Entretien avec le nonce apostolique en Ukraine, Mgr Visvaldas Kulbokas, qui a passé la fête de la Résurrection dans la ville du sud de l’Ukraine frappée par les attaques russes.

Svitlana Dukhovych - Cité du Vatican

Excellence, vous avez passé Noël avec la communauté catholique de Kharkiv, l'une des villes les plus durement touchées par les attaques russes. À présent, pour Pâques, vous vous êtes rendu à Zaporijjia, autre ville bombardée presque tous les jours. Est-ce un choix de votre part de célébrer les fêtes les plus importantes avec ceux dont la vie est constamment en danger?

Oui, c'est un choix. Il est important pour moi de prier pendant des fêtes aussi importantes que Noël et Pâques aux cotés de gens qui regardent la prière avec un désir ardent, avec un élan d'esprit propre, parce qu'ils n'ont pas d'autre possibilité. Personne ne les sauvera tant la terreur de la guerre est forte.
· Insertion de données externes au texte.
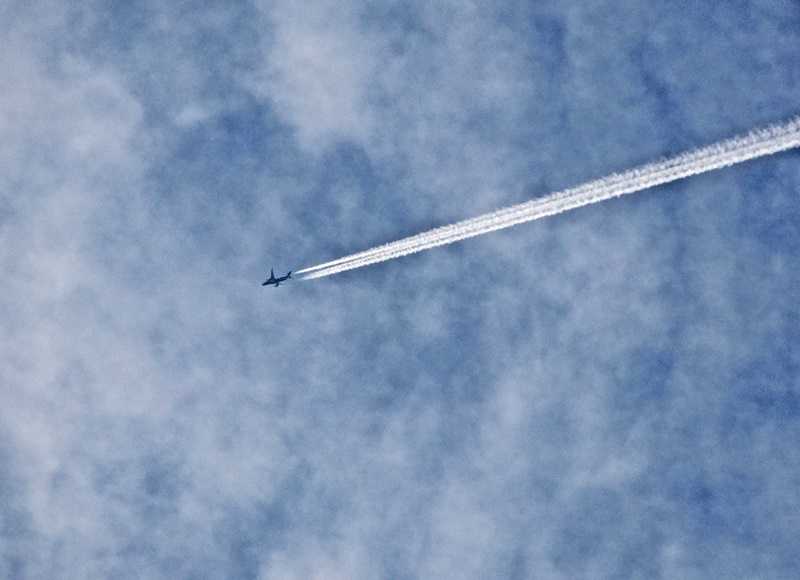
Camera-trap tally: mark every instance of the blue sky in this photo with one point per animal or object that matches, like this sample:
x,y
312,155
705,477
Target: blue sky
x,y
612,392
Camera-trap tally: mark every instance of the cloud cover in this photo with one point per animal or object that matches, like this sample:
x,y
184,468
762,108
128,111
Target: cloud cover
x,y
619,399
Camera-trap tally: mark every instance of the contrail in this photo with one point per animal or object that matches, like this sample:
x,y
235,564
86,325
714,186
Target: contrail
x,y
758,143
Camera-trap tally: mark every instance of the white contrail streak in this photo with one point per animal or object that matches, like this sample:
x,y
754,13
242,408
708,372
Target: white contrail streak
x,y
755,144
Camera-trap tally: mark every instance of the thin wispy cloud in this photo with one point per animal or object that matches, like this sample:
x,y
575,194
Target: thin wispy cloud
x,y
617,398
756,144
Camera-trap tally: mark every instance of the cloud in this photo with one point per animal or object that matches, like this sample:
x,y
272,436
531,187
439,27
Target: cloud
x,y
620,400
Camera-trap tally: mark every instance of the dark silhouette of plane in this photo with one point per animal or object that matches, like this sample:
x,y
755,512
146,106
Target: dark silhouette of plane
x,y
272,280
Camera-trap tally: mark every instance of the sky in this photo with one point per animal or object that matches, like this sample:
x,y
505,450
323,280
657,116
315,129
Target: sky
x,y
612,392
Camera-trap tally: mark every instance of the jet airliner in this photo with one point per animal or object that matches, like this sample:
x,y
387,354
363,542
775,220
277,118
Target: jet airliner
x,y
273,281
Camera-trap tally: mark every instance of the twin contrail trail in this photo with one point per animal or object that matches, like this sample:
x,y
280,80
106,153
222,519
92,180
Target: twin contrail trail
x,y
758,143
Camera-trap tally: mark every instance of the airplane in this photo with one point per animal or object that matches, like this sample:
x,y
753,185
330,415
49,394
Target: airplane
x,y
272,280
Pour les catholiques de ces régions proches du front militaire, il est important que nous soyons avec eux. C'est aussi parce que l'aide humanitaire est moins importante à Zaporijjia, à Kherson, mais aussi à Kharkiv. Par exemple, les organisations catholiques recevant, entre autres, le soutien du Saint-Père lui-même par l'intermédiaire de son aumônier, le cardinal Konrad Krajewski, sont très actives ici.


Pour moi, c'est donc aussi une façon de voir comment cette aide arrive, comment elle est distribuée. J'ai également constaté le nombre de personnes qui ont besoin d'aide, même dans une ville comme Zaporijjia, et j'ai vu dans les yeux des gens qui reçoivent un morceau de pain et quelque chose pour l'accompagner: ils sont vraiment reconnaissants parce qu'ils n'ont rien. Et comme beaucoup d'entre eux ont perdu leur emploi parce que les usines ne fonctionnent pas à cause de la guerre, le nombre de personnes qui a besoin de cette aide ne cesse d'augmenter. C'est donc important pour moi et je pense que c'est encore plus important pour les catholiques qui vivent ici.

Comment se sont déroulées les célébrations de Pâques? Qui avez-vous rencontré et quelle est l'atmosphère à Zaporijjia, en particulier parmi les catholiques?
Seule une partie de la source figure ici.